Sin hacer caso del gesto negativo de Morosini, el anciano llenó de nuevo el vaso; después apoyó la espalda en la silla y cruzó las largas manos sobre las rodillas. Finalmente, sin mirar a su visitante, empezó:

—En el año 1583, Rodolfo tenía treinta y un años. Ocupaba el trono imperial desde los siete, y aunque estaba prometido a su prima, la infanta Clara Eugenia, no se decidía a celebrar la boda. La indecisión fue, por lo demás, su defecto más grave. Pese a que le gustaban las mujeres, el matrimonio le daba miedo y se contentaba con saciar sus necesidades viriles con muchachas humildes o mujeres fáciles. Su corte, a la que afluían artistas, sabios y también charlatanes, era en aquella época muy alegre y brillante. El pintor Arcimboldo, el hombre de las caras extrañas que fue para él lo que Leonardo da Vinci fue para Francisco I en Francia, organizaba fiestas, inventaba danzas, espectáculos y sobre todo bailes de disfraces, que encantaban al emperador. Fue en una de esas fiestas donde se fijó en dos jóvenes de una gran belleza. Se llamaban Catalina y Octavio y, para sorpresa de Rodolfo, que no los había visto nunca hasta entonces, eran hijos de uno de sus «anticuarios», Jacobo da Strada, natural de Italia, como Arcimboldo, y tan apuesto también que Tiziano le había dedicado un lienzo. Catalina y Octavio se parecían de un modo extraordinario, y al verlos, el emperador quedó profundamente impresionado, quizás incluso más que aquellos dos jovencitos ante la majestad del soberano. Le parecieron tan excepcionales que creyó que eran seres sobrenaturales y deseó mantenerlos a su lado.

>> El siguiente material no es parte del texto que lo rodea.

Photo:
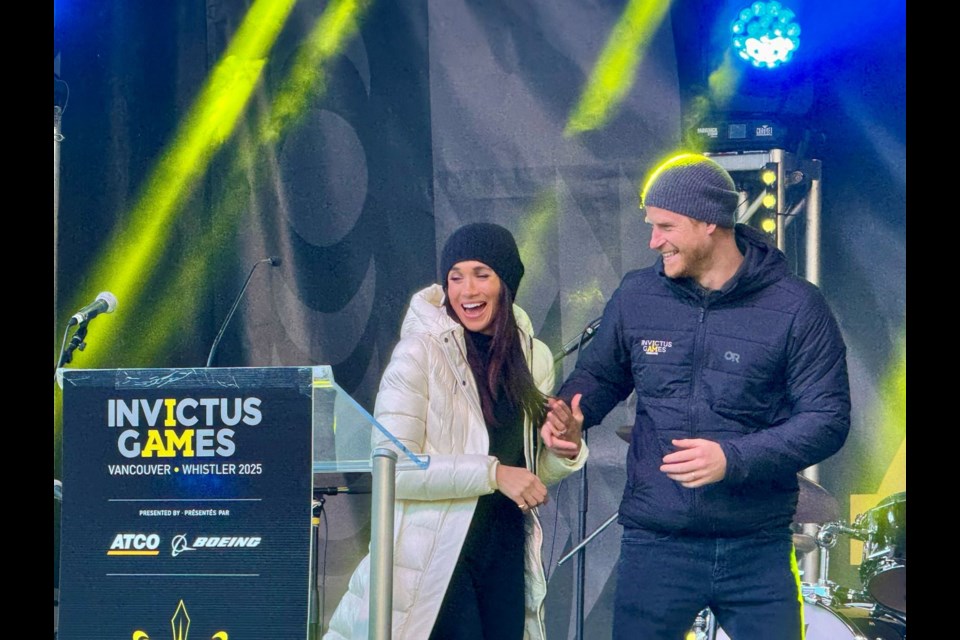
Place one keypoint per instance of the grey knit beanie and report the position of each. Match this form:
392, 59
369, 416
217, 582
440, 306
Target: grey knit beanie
488, 243
695, 186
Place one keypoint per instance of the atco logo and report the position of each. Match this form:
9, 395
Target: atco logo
655, 347
179, 543
134, 544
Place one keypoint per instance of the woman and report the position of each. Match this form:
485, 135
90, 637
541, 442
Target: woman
466, 385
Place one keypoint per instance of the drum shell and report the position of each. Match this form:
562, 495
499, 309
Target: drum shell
883, 566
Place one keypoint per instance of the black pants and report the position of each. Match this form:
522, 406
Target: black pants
485, 599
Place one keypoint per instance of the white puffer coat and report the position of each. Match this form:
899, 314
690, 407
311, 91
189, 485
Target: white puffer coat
428, 400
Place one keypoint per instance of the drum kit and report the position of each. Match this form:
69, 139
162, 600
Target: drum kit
878, 611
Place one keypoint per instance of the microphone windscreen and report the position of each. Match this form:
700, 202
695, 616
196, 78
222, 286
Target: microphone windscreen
109, 298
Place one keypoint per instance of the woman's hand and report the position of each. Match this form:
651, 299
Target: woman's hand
521, 486
562, 430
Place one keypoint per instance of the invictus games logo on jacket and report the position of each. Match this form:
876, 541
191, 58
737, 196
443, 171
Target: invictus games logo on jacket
655, 347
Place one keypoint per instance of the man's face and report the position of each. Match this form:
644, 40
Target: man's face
685, 244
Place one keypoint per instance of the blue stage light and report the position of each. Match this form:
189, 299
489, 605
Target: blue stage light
765, 34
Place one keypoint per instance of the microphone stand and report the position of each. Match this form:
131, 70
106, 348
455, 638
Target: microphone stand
315, 623
78, 341
236, 303
580, 567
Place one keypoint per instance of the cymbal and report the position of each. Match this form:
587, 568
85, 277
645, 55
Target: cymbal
815, 505
804, 543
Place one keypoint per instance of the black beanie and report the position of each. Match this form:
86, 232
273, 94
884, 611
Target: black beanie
695, 186
488, 243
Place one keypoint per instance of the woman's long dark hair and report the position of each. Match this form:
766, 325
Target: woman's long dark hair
507, 371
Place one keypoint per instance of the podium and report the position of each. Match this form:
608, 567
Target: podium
187, 499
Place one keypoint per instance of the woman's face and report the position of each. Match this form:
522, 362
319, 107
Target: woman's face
474, 291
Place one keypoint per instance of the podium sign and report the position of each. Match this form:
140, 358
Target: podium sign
186, 503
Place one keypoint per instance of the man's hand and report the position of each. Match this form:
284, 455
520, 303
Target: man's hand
697, 463
563, 428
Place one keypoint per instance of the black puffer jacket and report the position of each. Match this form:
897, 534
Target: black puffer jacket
759, 367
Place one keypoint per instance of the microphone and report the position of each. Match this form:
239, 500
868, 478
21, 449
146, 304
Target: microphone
580, 340
332, 491
106, 302
274, 262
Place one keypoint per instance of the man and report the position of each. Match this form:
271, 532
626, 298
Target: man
740, 373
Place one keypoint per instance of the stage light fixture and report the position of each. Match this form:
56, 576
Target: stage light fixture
765, 34
768, 176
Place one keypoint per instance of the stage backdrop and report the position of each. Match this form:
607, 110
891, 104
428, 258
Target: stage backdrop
349, 139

»El padre se convirtió en conservador de las colecciones y Octavio, a quien Tintoretto pintaría un día, en encargado de la biblioteca. En cuanto a Catalina, fue durante años la compañera de Rodolfo, y era tan discreta que, con excepción de los familiares, nadie sospechó la existencia de esa relación. Era cariñosa y quería al emperador, a quien dio seis hijos.

»El primero, Julio, nació en 1585 y Rodolfo quedó enseguida prendado de él. Deploraba que no pudiera ser su heredero, pese a las advertencias de Tycho Brahe, su astrónomo-astrólogo: según el horóscopo de su nacimiento, el niño sería excéntrico, cruel y tiránico. Si reinaba, sería una especie de Calígula, y en cualquier caso el pueblo no lo aceptaría jamás. Desconsolado pero resignado, el emperador, pese a todo, lo hizo criar a su lado de un modo principesco. Por desgracia, el horóscopo resultó ser exacto: el niño presentaba todas las taras de los Habsburgo, exactamente igual que su primo carnal don Carlos, hijo de Felipe II. A los nueve años se le declaró una epilepsia y hubo que vigilarlo de cerca, lo que no le impedía escaparse con una astucia que desanimaba a cuantos le rodeaban. Cuando tenía dieciséis años empezaron a correr rumores: el príncipe atacaba a sus sirvientas, raptaba niñas para hacerlas azotar, maltrataba a los animales. Un día provocó un escándalo terrible por pasearse desnudo por las calles de Praga persiguiendo como un sátiro a las mujeres que encontraba a su paso. El pueblo protestó y el emperador, apenado, decidió alejarlo de la capital. Y como Julio era amante de la caza, le dio como residencia el castillo de Krumau, en el sur del país… ¿Qué ocurre?

—Perdone que lo interrumpa —dijo Morosini, que se había estremecido al oír ese nombre—, pero no es la primera vez que oigo hablar de Krumau.

—¿Quién te ha hablado de ese lugar?

—El barón Louis. Parece ser que Simón Aronov tiene una propiedad en los alrededores.

—¿Estás seguro?

—Sí.

—Es extraño, porque el rubí está precisamente en Krumau. Es… digamos una coincidencia, pero voy a proseguir mi relato. En sus nuevos dominios, Julio era dueño y señor, pero las órdenes eran tajantes: en ningún caso debía volver a Praga. Sólo su madre podía visitarlo. Muy pronto, el terror empezó a reinar en la región. El «príncipe», que era un fanático de la caza, tenía una jauría de perros que espantaban incluso a los muchachos encargados de cuidarlos. Además, como Krumau era un gran centro de curtido de pieles, había instalado una curtiduría en el castillo, así como un taller de taxidermia: desollaba animales y rellenaba las pieles con paja o las curtía, según su capricho. Las noches estaban dedicadas a celebrar orgías. Conseguían muchachas pagándoles, a veces raptándolas, y algunas no regresaron nunca. El miedo iba en aumento.